Amid growing numbers of internally displaced peoples and environmental crises, the United Nations Department of Economic and Social Affairs officially released the “prototype” of the Global Sustainable Development Report last week. Practitioners and spectators in the international development field might be tempted to file this away with the myriad of development policy briefs that are released any given week. — but this draft does something unique.

This report comes at a pivotal moment, as the Millennium Development Goals  near their set completion date of 2015. There has been significant progress made in pursuit of these goals. According to the report, 1.1 billion people have been  fed, nurtured, housed, educated, and employed since 2000, building on the 800 million from 1970 to 2000. However, poverty and hunger still plague the global community at significant rates, despite advances in technology and science. As such, the report in its current form seeks to build on the progress of the MDGs, while galvanizing more collective action to pick up the slack.

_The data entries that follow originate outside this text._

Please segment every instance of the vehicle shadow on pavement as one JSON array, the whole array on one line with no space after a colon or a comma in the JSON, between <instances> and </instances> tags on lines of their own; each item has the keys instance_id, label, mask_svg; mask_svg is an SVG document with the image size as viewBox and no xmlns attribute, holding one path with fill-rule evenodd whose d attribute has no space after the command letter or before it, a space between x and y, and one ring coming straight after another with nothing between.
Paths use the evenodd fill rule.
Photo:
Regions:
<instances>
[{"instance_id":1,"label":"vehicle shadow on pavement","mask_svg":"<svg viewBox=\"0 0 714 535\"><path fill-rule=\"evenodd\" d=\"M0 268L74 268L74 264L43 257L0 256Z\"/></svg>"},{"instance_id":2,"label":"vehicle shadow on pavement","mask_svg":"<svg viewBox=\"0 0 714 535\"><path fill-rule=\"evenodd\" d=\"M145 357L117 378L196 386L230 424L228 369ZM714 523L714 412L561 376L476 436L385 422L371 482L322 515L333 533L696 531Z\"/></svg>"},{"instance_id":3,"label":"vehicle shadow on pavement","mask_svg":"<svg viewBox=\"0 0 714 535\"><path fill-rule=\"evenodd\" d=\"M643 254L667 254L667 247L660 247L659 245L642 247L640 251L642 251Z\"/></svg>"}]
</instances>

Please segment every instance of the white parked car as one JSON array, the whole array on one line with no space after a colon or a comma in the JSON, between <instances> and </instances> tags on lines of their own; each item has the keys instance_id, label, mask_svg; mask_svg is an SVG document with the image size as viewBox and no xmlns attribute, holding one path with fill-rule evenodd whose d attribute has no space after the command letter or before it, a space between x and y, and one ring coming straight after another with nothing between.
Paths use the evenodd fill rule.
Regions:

Unlike the yearly check-ups on the progress of the MDGs, the Global Development Report focuses on the big picture, combining existing resources and highlighting the connection between scientific and policy components of development. The report includes a comprehensive view of the past three generations of development initiatives, a unified collection of existing measures of development from the science and policy worlds, and scenarios based on how the economic, environmental, and political parts of development influence each other. These components highlight the trade-offs between the business-as-usual path and the sustainable alternative route. The former is filled with increased global environmental disasters, prompted by unrestrained consumption of finite resources and wasteful production. Our journey down this path will be accelerated by isolated thinking, with policymakers and academics working in insular groups instead of working together to sustain vital global public goods, such as air and water.

These chapters and other parts of the report show a good faith effort on behalf of the United Nations to think differently about sustainable development. The overarching themes of consolidation and interdependence serve the report’s secondary, but vital, objectives: bridging the gap between the science and policy communities. The data in the report were collected by a platform capable of understanding multiple languages to generate greater input from both communities, especially young scientists from developing countries. The platform currently uses English, Spanish, and Chinese, but improvements are being made to allow input in more languages. The report also includes an estimated range of investments and technologies needed to create the sustainable path outlined in the alternative to current levels of consumption and production.

The report features an improved framework in which to create and inspire collective action in international development, but it is too soon to declare a new era of global sustainable development. The report is being finalized while the convening body that will analyze and discuss it, the High Level Political Forum that was created following the Rio+20 Summit, continues to meet. However, this draft shows promise, providing the data-driven narrative needed to spur the global community to think and act boldly on our path to a more sustainable world.